The Ultimate Smartphone and PC Killer
Are you also disappointed by all recent product launches? The technical differences between $250 smartphones and $900 smartphones are only marginal. There are plenty of smartphones for less than $400 who have super fast octa-core processors, 6GB of RAM, fingerprint sensors, and high definition displays.
So what is the real difference to brand new flagship phones of Samsung, Apple, Google, and other brands? The price premium you pay for getting an iPhone 7 Plus, a Google Pixel, or a Samsung Galaxy S7 EDGE is oftentimes ridiculous. For an additional $500 you will get a slightly better camera, a pretty expensive smart assistant, and other tiny software improvements. You don’t pay this extra price for an innovation rather for tiny features.
With every product launch, I am hoping for a breakthrough. I am not talking about bendable displays, a superior camera, or a USB-D port. I am talking about taking the communication experience to a completely new level.
The same is true for laptops and computers. The latest innovations were a touch-bar from Apple or a knob controller from Microsoft. The only reason to upgrade or buy a Mac is because of its superior software. But this software advantage is also about to set equal with Windows 10. Where is the big breakthrough in the computer industry?
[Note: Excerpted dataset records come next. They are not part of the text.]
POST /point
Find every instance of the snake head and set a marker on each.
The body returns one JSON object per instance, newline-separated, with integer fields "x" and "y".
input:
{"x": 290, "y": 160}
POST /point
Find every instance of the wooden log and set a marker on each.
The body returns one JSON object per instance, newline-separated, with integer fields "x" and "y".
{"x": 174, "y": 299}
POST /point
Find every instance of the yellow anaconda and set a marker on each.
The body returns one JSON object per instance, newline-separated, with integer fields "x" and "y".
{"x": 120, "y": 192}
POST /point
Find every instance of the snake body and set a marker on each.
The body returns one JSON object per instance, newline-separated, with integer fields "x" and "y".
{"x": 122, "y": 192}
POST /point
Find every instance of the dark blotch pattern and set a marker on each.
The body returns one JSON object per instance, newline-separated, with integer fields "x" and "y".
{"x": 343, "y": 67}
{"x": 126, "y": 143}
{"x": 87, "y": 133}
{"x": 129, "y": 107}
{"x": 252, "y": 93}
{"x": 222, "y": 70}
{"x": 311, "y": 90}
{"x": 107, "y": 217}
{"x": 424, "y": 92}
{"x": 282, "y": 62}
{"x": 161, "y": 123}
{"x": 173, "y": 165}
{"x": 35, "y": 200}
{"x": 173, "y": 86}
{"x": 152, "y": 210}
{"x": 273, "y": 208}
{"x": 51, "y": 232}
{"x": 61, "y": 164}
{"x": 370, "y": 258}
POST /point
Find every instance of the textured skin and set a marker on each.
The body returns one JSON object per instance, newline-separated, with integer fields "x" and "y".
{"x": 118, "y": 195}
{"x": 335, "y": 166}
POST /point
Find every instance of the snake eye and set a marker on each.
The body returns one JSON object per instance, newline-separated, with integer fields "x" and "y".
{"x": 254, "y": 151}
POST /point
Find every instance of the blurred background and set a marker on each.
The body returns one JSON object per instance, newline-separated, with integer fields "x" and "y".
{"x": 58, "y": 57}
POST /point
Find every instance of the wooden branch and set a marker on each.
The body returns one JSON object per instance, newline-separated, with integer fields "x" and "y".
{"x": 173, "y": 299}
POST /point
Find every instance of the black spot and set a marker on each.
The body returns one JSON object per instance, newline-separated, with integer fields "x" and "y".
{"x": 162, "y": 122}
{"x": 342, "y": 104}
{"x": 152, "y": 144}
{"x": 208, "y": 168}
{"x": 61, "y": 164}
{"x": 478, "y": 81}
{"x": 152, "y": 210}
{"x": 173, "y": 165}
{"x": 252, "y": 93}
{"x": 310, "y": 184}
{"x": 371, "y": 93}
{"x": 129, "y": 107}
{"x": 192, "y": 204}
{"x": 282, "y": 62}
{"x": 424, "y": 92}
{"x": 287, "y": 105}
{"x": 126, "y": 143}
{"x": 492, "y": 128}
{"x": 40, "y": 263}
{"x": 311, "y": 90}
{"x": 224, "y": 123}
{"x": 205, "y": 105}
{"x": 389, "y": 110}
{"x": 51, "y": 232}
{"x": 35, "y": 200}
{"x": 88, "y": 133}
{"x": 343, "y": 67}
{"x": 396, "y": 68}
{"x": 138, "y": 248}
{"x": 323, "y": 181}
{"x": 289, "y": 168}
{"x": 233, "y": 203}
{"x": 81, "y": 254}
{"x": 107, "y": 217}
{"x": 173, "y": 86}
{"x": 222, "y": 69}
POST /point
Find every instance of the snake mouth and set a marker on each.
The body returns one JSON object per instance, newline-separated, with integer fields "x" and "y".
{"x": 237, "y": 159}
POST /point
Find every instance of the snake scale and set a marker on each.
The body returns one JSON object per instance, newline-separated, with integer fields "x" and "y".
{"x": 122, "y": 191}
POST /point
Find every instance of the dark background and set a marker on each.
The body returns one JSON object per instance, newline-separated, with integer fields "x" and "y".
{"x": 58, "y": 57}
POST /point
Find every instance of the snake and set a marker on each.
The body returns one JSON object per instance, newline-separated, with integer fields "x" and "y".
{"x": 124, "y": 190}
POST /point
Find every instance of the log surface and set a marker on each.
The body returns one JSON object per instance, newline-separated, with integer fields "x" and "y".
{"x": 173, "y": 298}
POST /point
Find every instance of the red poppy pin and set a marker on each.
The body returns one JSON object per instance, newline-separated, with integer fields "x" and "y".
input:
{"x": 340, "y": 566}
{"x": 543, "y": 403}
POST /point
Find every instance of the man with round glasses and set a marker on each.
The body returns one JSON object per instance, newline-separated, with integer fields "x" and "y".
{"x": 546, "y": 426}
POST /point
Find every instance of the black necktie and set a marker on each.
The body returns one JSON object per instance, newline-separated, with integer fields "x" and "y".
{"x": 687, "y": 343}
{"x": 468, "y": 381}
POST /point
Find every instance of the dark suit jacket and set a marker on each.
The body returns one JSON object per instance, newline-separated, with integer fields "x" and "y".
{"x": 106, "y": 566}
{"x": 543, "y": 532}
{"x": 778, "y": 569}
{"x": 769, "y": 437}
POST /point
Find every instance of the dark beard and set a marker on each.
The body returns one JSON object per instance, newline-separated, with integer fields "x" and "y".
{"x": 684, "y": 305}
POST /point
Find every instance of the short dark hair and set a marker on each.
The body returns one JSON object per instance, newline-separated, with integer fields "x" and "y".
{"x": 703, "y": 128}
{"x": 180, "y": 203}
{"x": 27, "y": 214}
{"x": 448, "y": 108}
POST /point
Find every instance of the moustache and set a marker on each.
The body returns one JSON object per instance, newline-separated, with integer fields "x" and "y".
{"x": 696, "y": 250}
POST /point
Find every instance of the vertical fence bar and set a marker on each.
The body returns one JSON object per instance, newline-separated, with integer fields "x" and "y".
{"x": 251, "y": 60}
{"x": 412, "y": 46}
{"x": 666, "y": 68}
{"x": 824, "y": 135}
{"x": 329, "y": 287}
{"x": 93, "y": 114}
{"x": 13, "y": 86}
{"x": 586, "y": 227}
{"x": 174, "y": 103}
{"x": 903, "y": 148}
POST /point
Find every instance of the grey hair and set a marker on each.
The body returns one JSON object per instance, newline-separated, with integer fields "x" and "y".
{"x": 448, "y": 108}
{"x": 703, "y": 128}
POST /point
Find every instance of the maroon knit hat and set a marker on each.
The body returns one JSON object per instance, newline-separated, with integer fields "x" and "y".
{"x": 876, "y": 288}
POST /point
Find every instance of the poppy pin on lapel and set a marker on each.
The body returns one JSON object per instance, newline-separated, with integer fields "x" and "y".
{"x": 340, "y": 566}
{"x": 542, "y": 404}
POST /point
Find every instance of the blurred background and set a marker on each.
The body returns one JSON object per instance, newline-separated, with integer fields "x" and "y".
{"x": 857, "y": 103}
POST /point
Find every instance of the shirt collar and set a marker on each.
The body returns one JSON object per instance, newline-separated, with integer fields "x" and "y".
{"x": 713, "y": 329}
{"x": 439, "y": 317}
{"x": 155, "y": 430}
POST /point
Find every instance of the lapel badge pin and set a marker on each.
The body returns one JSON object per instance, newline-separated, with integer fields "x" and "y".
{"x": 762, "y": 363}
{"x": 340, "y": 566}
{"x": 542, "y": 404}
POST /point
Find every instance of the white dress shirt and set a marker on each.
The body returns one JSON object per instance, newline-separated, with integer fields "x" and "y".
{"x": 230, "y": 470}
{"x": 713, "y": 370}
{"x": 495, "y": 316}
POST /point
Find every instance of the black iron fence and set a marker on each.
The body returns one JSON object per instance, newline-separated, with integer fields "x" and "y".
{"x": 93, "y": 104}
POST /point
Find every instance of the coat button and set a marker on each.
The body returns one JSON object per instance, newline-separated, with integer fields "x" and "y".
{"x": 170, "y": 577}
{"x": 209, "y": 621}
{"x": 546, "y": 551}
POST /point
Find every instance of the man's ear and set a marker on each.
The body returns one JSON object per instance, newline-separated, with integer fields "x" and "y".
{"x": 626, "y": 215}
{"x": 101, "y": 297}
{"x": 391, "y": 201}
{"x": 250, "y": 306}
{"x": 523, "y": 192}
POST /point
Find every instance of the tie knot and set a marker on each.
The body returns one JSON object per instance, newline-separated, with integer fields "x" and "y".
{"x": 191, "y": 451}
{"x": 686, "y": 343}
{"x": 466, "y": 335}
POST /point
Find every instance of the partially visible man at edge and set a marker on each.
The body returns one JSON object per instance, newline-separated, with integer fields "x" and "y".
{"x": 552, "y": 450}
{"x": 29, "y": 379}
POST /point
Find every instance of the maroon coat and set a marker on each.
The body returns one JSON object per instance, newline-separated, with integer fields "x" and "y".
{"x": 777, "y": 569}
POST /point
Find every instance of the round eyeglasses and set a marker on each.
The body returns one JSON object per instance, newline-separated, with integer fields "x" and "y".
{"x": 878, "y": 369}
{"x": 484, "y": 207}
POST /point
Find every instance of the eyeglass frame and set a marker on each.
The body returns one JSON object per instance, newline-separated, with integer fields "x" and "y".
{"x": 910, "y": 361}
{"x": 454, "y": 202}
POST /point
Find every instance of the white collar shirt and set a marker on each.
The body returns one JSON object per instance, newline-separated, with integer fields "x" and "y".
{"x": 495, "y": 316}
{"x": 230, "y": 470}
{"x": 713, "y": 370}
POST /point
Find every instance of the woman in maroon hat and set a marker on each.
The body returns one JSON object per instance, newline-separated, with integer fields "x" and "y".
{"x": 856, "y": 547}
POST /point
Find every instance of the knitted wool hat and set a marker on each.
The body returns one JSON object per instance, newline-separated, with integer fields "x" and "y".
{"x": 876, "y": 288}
Computers and smartphones will become one Device
It is about time to disrupt the smartphone and computer industry. Here are two things that annoy me with computers and phones:
- Fixed Display: Whether you are using a phone or a computer. To interact with your device you need to use a screen. You need to look at it in order to control your device. This is the reason why so many people are walking down the street while staring down on their phone display.
- Typing: Typing is the most annoying thing – especially on a phone. Most of our current digital communication is based on text. In order to communicate with text messages you still need to type what you want to say – at least in most cases.
Alternatives to Displays and Typing
Every phone is already equipped with a personal assistant which is already pretty good in understanding speech. If you own an iPhone this assistant is called Siri. Google Now offers you the same service on Android phones (and even iPhones). You can use these speech recognition assistants to write and send messages, ask for the weather, time, or your calendar appointments. But we still cannot control the whole device with it. The same assistants are available on computers. Microsoft introduced with Windows 10 an assistant called Cortana, the last iOS update brought Siri to the Mac. But you cannot work on your PC or Mac without using the keyboard, mouse, or touch screen.
What we need to do to replace phones and computers (in the traditional sense) is to combine three (or four) powerful technologies: augmented reality (and virtual reality), artificial intelligence, and speech recognition.
Virtual reality headsets are already replacing the need for a TV or a PC display. Augmented reality will replace the need for any screen within the next ten years. Advanced augmented reality devices will allow you to create a screen anywhere at any time. Just place a virtual display anywhere in your field of view and adjust the size yourself. This will reduce or eliminate display devices such as TVs, PCs, phones, and laptops.
When AR and VR headsets will make display devices unnecessary how will we interact with our new AR devices? There are several technologies which will bring the way we interact with computers to the next level. The solution for the next 5 years will be speech recognition and motion recognition. We will simply use our native language to give commands to computers. Amazon Alexa is already a great example for that. Instead of using a knob or an app to turn on lights we can simply say: “Hey Alexa please turn on the lights.” To interact with AR displays we may use our hands or eyes to browse and interact with the user interface. In order to make this experience as great as possible, we will need to combine all these technologies with artificial intelligence. This will ensure that we experience a 100% accurate speech input and motion control.
First Use Cases
Microsoft announced exactly a week ago the launch of its “Custom Speech Service”. It is part of Microsoft’s “Cognitive Services APIs” which allows developers to use one of the most powerful machine learnings technologies out there. Custom Speech Service, in particular, is a more advanced version of Siri or Google Assistant. Custom Speech Services is combining two technologies: CRIS and LUIS. Here is the difference to current technologies:
Google Now or Siri rely on specific words or phrases which are intentionally mapped by a programmer to a given action: “Restaurant nearby” or “Best burger restaurant” will show you some restaurants nearby. LUIS, however, cannot just understand what you say but LUIS is trained to understand what you actually mean. You don’t necessarily need to say: “Restaurant nearby” but also “find lunch, I need a burger, I can concentrate anymore, I am too hungry, etc.”.
This CSS (customs peer service) will simplify the life of programmers and it will make human-computer interactions feel real.
While Microsoft is not itself building a product around the program (but who knows?) it is a offered as a software to clients such as virtual reality content studios.
One example is the game Starship Commander. This virtual reality movie-game was built using CRIS and LUIS. As a result, the characters in the game are able to understand and respond to unique vocabulary. You can have real conversations with the characters in the game and control the game/movie accordingly.
The Custom Speech Service of Microsoft is starting with a free model. That means that with CRIS and LUIS Microsoft is on a mission to make “AI available to every organization and every person”.